Au fil des années, l'approche médicamenteuse a été affinée. "Ces médicaments doivent être donnés à bon escient et parfois retirés, plutôt qu’ajoutés", estime le Dr Vanhalewyn, "Les douleurs chroniques restent difficiles à vaincre. La seule optique biomédicale a souvent démontré son impuissance. Raison pour laquelle l’approche bio-psycho-sociale et comportementale s’est ajoutée aux traitements. Elle aide à briser le cercle vicieux où risque de tomber la personne qui souffre depuis longtemps, créant une situation où la douleur est entretenue et où cette dernière nourrit la désadaptation et/ou la dépression."
Depuis les années '80, la maîtrise des douleurs aiguës a énormément progressé sur le plan thérapeutique. Les patients bénéficient actuellement de soins curatifs et palliatifs plus poussés qui leur permettent de vivre plus longtemps avec une relativement "bonne" qualité de vie.
Dr Vanhalewyn: "La majorité de ces problèmes sont désormais bien contrôlés, mais nous ne les avons pas vaincus à 100 %. Peu à peu, la règle de 70 % de décès à l’hôpital et 30 % à domicile se corrige. Nous avons intégré le risque de survenue d’une situation aiguë venant se greffer à la maladie chronique.
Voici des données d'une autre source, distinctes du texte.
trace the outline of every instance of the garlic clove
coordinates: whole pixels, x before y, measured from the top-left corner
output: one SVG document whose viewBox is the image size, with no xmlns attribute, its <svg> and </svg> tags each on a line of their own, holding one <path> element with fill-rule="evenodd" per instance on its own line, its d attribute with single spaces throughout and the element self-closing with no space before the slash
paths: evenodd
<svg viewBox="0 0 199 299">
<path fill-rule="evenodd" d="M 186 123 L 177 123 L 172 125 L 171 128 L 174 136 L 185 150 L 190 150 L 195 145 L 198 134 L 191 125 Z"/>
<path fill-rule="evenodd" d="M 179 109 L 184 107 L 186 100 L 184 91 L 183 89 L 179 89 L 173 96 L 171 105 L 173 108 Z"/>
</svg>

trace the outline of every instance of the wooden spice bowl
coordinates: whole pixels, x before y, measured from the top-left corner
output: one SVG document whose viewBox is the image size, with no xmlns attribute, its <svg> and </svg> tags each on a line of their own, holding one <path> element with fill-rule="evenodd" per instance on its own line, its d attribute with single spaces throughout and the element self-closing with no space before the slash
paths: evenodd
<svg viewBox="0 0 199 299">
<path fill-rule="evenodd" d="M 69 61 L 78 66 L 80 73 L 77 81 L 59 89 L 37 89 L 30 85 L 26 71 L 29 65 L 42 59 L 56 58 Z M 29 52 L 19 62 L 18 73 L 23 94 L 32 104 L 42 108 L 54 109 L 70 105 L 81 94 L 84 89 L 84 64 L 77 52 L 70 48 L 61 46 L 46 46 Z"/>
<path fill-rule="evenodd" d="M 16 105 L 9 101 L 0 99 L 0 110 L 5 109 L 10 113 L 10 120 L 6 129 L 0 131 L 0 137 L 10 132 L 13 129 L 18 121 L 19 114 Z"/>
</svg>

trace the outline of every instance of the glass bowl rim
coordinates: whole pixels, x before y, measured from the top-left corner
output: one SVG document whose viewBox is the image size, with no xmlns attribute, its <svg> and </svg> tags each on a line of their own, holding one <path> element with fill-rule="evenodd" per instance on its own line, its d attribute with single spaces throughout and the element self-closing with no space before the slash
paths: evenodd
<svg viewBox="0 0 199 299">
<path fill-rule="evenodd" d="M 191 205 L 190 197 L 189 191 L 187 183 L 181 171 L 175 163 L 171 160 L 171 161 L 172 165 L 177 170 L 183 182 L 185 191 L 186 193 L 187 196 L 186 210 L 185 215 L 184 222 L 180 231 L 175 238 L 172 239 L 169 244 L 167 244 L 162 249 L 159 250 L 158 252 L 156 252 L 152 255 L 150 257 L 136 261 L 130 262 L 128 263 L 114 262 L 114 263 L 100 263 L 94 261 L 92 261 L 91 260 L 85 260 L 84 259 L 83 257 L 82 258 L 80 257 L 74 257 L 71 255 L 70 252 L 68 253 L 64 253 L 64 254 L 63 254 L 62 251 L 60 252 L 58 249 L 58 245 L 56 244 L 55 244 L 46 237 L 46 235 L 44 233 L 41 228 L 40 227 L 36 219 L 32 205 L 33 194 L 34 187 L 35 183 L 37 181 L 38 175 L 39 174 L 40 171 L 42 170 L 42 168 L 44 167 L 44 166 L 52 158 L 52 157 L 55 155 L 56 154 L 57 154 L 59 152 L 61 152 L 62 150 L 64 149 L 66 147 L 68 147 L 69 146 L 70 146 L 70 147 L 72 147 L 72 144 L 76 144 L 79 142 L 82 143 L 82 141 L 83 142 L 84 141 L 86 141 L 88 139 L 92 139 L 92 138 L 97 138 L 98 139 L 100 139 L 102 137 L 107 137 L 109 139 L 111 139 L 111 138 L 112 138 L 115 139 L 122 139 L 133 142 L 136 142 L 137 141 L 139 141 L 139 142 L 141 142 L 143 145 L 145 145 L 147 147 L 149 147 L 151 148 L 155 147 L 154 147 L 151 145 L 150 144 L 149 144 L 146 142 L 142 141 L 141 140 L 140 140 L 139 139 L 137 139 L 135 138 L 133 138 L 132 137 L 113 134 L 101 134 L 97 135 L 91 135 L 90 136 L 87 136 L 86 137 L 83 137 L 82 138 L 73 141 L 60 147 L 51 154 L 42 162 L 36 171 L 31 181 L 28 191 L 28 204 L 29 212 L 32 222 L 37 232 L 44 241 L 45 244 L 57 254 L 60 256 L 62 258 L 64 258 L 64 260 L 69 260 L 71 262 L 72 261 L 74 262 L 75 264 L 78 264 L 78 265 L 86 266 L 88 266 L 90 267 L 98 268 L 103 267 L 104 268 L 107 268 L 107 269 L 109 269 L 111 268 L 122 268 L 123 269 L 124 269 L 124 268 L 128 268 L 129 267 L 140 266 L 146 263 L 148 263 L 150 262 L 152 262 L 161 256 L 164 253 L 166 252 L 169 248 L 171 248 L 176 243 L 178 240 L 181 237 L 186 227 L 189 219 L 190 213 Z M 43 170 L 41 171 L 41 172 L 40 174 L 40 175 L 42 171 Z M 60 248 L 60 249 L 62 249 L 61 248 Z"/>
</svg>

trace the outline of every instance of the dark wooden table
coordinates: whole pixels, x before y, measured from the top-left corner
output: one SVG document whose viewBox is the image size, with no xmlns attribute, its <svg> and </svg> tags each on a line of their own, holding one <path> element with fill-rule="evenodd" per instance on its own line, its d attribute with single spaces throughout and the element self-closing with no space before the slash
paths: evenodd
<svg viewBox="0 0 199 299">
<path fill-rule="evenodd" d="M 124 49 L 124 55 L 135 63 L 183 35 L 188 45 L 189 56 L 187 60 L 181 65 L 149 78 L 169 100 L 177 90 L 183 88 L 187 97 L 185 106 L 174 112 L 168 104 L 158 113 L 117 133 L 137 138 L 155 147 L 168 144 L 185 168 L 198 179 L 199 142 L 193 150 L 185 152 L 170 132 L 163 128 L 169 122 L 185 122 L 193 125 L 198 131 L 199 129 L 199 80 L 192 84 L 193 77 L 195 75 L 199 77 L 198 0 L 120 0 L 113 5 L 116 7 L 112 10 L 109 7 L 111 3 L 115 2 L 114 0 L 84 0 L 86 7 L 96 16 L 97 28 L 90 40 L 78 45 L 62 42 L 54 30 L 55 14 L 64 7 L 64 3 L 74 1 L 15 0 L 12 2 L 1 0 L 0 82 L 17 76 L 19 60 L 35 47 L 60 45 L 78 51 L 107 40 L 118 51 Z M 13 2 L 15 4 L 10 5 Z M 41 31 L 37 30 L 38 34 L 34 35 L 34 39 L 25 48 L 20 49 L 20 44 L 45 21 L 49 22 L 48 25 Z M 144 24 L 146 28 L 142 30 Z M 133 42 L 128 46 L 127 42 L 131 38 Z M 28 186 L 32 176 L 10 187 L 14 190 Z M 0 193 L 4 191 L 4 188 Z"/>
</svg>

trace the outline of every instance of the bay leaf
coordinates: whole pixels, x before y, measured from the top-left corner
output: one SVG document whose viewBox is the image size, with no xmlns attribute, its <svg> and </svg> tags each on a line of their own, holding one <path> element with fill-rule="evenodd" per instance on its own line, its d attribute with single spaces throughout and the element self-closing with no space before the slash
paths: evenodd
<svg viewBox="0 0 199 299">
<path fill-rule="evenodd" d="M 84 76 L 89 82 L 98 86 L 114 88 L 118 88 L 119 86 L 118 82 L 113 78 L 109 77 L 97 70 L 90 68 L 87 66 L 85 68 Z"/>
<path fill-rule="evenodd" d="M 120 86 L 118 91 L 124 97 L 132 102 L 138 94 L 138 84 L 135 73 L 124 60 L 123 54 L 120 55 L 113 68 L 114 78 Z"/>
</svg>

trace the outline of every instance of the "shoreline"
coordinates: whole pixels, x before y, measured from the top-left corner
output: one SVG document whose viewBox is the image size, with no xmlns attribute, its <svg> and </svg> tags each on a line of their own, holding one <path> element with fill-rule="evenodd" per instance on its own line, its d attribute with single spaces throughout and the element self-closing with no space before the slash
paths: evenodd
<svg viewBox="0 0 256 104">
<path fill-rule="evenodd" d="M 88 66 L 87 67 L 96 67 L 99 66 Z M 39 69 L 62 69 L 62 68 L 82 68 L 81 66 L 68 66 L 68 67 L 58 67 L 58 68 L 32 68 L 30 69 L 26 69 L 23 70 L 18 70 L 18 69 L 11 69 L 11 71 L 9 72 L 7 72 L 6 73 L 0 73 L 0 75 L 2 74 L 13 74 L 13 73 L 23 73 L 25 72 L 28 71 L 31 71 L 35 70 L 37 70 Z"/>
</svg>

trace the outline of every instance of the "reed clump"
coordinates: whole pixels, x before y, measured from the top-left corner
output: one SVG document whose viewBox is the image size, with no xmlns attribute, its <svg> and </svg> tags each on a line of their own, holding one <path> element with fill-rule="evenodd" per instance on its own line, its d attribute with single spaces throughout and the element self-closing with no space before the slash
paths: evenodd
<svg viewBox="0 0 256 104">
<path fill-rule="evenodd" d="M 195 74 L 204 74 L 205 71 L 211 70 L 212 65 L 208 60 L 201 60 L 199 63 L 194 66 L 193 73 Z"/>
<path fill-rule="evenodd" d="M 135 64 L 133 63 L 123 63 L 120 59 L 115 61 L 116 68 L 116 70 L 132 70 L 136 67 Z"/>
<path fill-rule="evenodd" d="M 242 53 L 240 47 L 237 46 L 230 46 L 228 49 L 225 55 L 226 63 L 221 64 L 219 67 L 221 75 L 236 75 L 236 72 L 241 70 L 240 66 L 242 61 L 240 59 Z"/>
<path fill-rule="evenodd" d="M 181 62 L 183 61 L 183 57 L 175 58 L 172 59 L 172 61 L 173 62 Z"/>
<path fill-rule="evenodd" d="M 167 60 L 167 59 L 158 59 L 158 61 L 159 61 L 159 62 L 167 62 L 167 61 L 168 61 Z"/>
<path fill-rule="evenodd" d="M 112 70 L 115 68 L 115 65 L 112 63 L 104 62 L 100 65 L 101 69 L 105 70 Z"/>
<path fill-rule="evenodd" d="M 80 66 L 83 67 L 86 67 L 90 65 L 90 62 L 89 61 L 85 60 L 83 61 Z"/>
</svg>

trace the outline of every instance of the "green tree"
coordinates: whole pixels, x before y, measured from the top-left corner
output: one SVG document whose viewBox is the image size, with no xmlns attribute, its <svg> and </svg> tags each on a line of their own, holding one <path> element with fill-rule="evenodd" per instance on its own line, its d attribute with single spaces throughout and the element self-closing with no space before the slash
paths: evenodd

Mieux encore, nous l’anticipons, car cela fait partie de notre travail de prévention. Un protocole de détresse permet d'avoir la prescription adéquate face à une douleur, une difficulté respiratoire ou une autre situation aiguë devenant incontrôlable. Ou encore, il prévoit l’accessibilité rapide à des médications adaptées qui, associées à des gestes adéquats, aidera, par exemple, à tarir une hémorragie chez un malade souffrant d’un cancer de la face. Sans hospitalisation en urgence."
Depuis quinze ans, les formations aux soins palliatifs font partie des formations continues régulières et de la formation de base des futurs médecins. Elles deviennent aussi des critères de qualité des maisons de repos. Pour un généraliste, l’idée de sortir de son isolement et de travailler avec une équipe de soutien a fait son chemin. L’écoute du patient, le temps pris à entendre ses besoins et ses attentes, sans être interrompu par un docteur qui manque de temps ou qui estime que tel ou tel point est sans importance, ont progressé… Les soins de la douleur, l’approche de la fin de vie ont changé les médecins.
Palliatif… le mot vient du latin "pallium" et désigne un manteau, celui qui protège… Lorsqu’une personne est atteinte d’une maladie grave, évolutive, susceptible de mener à une issue fatale ou déjà à son stade terminal, les soins palliatifs prennent tout leur sens. Ils sont destinés à soulager les douleurs physiques et tout autre symptôme, tout en prenant en compte la souffrance psychique, sociale et spirituelle. Dans cet accompagnement global du malade et de son entourage, l’objectif consiste à atteindre la meilleure qualité de vie possible, tout en tentant de conserver, au maximum, l’autonomie du patient.